Existe uma mudança nas campanhas de lançamento das marcas mais valiosas do mundo que passou despercebida para boa parte do mercado. Apple, Nike, Coinbase e outras marcas globais convergiram numa mesma escolha nos últimos dois anos: os primeiros segundos da comunicação não mostram produto. Mostram tensão, movimento, emoção e contexto.
Isso não é escolha estética. É aplicação direta do que pesquisas de comportamento do consumidor mostram sobre como o cérebro humano processa decisões de compra.
O problema de mostrar o produto cedo demais
Quando um produto aparece nos primeiros segundos de uma comunicação, o cérebro do receptor entra automaticamente em modo de avaliação racional: qual o preço, como compara com concorrentes, se existe real necessidade de compra. É o modo mais hostil possível para uma marca tentar criar valor percebido.
Esse processo acontece em milissegundos e é involuntário. O consumidor não decide entrar em modo de avaliação. O cérebro faz isso sozinho quando reconhece que está diante de uma situação de compra.
A consequência prática é que comunicações que começam pelo produto encurtam drasticamente o tempo de atenção e reduzem a abertura para persuasão antes que qualquer argumento seja apresentado.
O que o marketing cinematográfico faz diferente
A abordagem cinematográfica inverte a sequência. Começa pela emoção, pela tensão narrativa ou pela identificação com uma situação que o público reconhece. O produto aparece depois, quando o estado mental do espectador já foi preparado para recebê-lo num contexto diferente.
A campanha MacBook Neo da Apple, por exemplo, abre com a imagem de um cadeado desbloqueado, sem computador à vista. Antes de qualquer informação sobre o produto, o espectador já está num estado de curiosidade ativa.

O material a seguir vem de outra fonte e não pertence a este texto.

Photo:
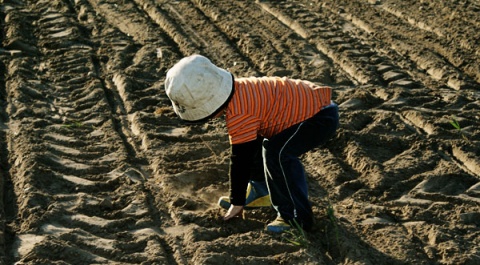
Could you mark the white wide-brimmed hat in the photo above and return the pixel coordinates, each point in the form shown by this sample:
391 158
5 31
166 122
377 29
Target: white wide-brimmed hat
197 88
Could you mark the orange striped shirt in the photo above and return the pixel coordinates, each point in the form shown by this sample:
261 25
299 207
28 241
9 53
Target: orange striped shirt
266 106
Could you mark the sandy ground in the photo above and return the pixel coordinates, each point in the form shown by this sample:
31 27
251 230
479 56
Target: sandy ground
95 168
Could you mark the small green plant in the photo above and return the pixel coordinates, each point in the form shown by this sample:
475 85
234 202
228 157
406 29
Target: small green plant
296 235
457 126
75 124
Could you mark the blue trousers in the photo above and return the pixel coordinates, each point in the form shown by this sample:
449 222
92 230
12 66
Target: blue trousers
284 172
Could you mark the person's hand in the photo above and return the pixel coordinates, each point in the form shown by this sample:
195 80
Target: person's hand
234 211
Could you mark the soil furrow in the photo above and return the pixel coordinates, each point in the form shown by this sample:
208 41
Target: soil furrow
73 169
436 57
95 167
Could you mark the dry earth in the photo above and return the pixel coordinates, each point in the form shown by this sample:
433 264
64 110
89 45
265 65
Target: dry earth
96 168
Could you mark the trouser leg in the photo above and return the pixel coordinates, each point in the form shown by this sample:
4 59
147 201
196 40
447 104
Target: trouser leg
284 171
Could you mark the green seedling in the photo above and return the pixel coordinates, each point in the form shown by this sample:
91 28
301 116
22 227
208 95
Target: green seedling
296 235
75 124
457 126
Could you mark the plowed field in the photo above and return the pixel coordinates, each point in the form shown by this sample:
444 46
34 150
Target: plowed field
95 168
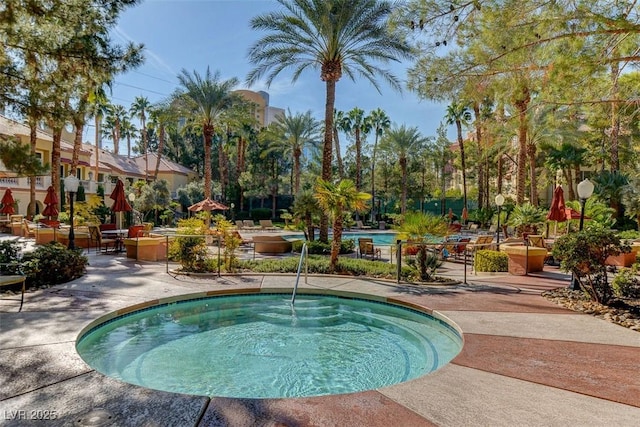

Quando o produto aparece, ele chega como resposta a uma tensão criada, não como objeto a ser avaliado.
Esse mecanismo funciona porque o cérebro em estado de curiosidade e abertura emocional processa a informação de produto de forma completamente diferente de quando está em modo de avaliação racional.
A sequência que funciona
As campanhas que mais convertem em 2026 seguem uma estrutura que pode ser resumida em quatro etapas: identificação com um problema ou situação, tensão narrativa que mantém a atenção, apresentação da solução de forma contextualizada e produto como consequência natural de tudo que veio antes.
Essa sequência não é nova. É o que roteiristas de cinema chamam de arco narrativo aplicado à comunicação de marca. O que mudou é que marcas com orçamentos menores passaram a ter acesso a ferramentas de produção que permitem executar esse tipo de comunicação sem os custos de uma produtora de grande porte.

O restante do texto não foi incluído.